If I need to invest 10,000 hours of practice in order to excel at writing, (thank you Malcolm Gladwell and Dr. Livingston, I presume) then, by golly, I’d better get crackin’!

Up, up, and away…

sincerely yours,

maleah

post script: here is the Vogue-worthy (so not!) photo of me that appeared in the Salt Lake Tribune next to the article, “Gang Presence Unnerves Residents” – not the article for which I was interviewed. Okay, Loraine, this is my bulbous-head-mini-feet mug. Let’s see yours!

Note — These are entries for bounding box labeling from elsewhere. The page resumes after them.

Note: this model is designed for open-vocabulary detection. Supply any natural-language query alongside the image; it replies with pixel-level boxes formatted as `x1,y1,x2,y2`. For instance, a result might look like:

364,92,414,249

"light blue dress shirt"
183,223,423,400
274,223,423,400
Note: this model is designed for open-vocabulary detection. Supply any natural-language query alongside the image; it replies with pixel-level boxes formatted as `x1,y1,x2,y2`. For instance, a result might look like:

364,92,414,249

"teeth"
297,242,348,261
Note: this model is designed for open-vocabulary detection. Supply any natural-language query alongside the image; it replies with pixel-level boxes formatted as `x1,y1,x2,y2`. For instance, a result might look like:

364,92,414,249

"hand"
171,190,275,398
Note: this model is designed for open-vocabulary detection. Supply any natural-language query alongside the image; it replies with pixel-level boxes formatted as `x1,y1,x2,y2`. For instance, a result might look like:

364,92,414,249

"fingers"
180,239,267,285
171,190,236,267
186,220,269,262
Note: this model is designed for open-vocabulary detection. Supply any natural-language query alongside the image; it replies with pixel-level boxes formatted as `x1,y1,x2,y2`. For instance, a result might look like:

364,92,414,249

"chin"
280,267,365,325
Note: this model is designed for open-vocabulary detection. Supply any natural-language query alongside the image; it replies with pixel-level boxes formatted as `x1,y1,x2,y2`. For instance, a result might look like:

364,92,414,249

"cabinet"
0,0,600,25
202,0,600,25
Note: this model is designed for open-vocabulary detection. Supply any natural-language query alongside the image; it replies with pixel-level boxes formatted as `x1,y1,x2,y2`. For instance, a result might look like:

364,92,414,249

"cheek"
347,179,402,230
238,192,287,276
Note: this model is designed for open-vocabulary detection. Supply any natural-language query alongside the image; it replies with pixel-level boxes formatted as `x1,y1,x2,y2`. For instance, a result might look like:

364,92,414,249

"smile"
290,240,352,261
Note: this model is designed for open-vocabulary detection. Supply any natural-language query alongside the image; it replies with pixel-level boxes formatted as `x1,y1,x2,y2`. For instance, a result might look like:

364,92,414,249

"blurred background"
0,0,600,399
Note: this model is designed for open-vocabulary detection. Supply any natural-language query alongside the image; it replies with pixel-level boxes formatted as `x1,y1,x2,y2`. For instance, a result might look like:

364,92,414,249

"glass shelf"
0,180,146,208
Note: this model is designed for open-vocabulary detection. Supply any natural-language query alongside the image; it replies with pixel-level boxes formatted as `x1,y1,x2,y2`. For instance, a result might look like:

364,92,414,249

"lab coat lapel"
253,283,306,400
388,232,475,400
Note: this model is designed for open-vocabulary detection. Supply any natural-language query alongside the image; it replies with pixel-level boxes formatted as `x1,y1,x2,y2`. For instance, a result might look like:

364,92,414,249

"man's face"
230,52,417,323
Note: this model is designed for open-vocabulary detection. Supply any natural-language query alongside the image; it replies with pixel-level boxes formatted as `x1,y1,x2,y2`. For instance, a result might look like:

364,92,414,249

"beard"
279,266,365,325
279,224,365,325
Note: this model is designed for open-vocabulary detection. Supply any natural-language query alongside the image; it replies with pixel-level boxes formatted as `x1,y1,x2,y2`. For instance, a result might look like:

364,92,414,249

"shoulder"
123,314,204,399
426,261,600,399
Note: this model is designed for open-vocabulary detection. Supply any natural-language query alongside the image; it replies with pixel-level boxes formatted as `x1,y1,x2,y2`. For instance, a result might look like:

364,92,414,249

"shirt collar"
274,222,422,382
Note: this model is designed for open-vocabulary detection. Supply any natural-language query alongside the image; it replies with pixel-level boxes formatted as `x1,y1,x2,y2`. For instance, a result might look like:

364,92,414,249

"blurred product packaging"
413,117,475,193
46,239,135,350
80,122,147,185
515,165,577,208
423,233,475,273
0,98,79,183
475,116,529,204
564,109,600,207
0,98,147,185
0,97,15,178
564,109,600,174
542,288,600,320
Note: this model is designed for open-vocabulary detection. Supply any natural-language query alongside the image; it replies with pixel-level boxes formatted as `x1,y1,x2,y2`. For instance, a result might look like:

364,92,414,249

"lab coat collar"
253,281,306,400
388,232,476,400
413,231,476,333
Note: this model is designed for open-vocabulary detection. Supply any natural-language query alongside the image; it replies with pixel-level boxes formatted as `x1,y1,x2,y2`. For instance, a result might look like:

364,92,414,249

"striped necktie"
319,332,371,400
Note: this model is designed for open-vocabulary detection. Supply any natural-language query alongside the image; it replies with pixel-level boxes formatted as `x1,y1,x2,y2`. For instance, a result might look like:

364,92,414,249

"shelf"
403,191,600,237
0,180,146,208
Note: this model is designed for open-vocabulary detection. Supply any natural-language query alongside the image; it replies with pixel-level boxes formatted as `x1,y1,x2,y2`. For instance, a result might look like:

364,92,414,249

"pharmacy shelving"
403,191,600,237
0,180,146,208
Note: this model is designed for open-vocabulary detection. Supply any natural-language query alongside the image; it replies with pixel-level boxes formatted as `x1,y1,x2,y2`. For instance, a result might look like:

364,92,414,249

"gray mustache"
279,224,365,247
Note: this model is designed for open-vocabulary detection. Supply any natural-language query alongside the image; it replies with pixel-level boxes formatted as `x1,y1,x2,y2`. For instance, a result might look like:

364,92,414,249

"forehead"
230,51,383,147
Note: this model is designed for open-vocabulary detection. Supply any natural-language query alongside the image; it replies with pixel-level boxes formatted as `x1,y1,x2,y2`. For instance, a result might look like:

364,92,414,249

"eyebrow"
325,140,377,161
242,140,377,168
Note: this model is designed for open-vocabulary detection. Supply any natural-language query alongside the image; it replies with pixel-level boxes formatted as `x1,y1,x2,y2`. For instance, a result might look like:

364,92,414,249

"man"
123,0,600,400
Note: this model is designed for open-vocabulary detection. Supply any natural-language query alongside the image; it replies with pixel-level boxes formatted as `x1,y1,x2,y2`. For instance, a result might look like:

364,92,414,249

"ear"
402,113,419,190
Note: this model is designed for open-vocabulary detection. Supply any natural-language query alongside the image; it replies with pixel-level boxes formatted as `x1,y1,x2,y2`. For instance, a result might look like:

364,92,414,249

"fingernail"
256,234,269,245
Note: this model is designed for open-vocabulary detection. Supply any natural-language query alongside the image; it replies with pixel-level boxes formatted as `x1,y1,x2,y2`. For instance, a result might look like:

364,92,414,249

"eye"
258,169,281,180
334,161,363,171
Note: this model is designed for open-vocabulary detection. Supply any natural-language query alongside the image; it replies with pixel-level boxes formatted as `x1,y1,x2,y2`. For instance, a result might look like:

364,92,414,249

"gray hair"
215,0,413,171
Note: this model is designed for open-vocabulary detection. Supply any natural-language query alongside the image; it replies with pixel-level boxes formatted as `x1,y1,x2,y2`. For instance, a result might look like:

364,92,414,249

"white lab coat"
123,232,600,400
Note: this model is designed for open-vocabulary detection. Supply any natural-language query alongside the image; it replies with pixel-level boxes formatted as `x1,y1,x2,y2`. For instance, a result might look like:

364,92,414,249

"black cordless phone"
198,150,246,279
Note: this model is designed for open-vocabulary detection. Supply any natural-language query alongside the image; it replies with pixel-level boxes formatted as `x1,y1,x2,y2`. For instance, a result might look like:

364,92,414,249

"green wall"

By the way, this photo was the model for the new Maleah Bobblehead, available at Wal-mart this Fall (also, so not! phew).

Choose Your Cyber Words Carefully

Remember my fear of being blown into the Grand Canyon?

This is me last Saturday.

Notice the wind mightily huffing and puffing to blow me down.

Which just goes to show –
BE CAREFUL WHAT YOU SEND INTO CYBER UNIVERSE.

Last post I confessed my lifelong fear of being blown by a sudden gust of wind into the depths of the Grand Canyon (thus the reason I have lived north and south of the big GC and never stopped to visit). Nine days later I’m fighting to keep my footing at eleven thousand feet on the saddle of Mt. Timpanogos. The wind reached its blustery hand into my jacket pocket and stole my stash of Kleenex, releasing the fragile tissue to be teased, whipped and torn to confetti along the streams of gusting current. I thought of every person I knew in the Utah Valley, and wondered if they would catch me should I become blustery tissue paper.
Last post I also typed out my online confessional, my fear of public writing.
I surrendered my safe hideout as a closet writer.
I hit “publish” and voila, people, real people, read my writing. Aaaahhhh.
(Thank you for reading. Thanks for taking the time. I am terrified and grateful.)

I see a pattern here.Let me try this…

Did you know that?

I have a fear of money, lots and lots of money.

Let’s get a visual on that – the power of one thousand words.


There you go cyber world. Take that and run with it.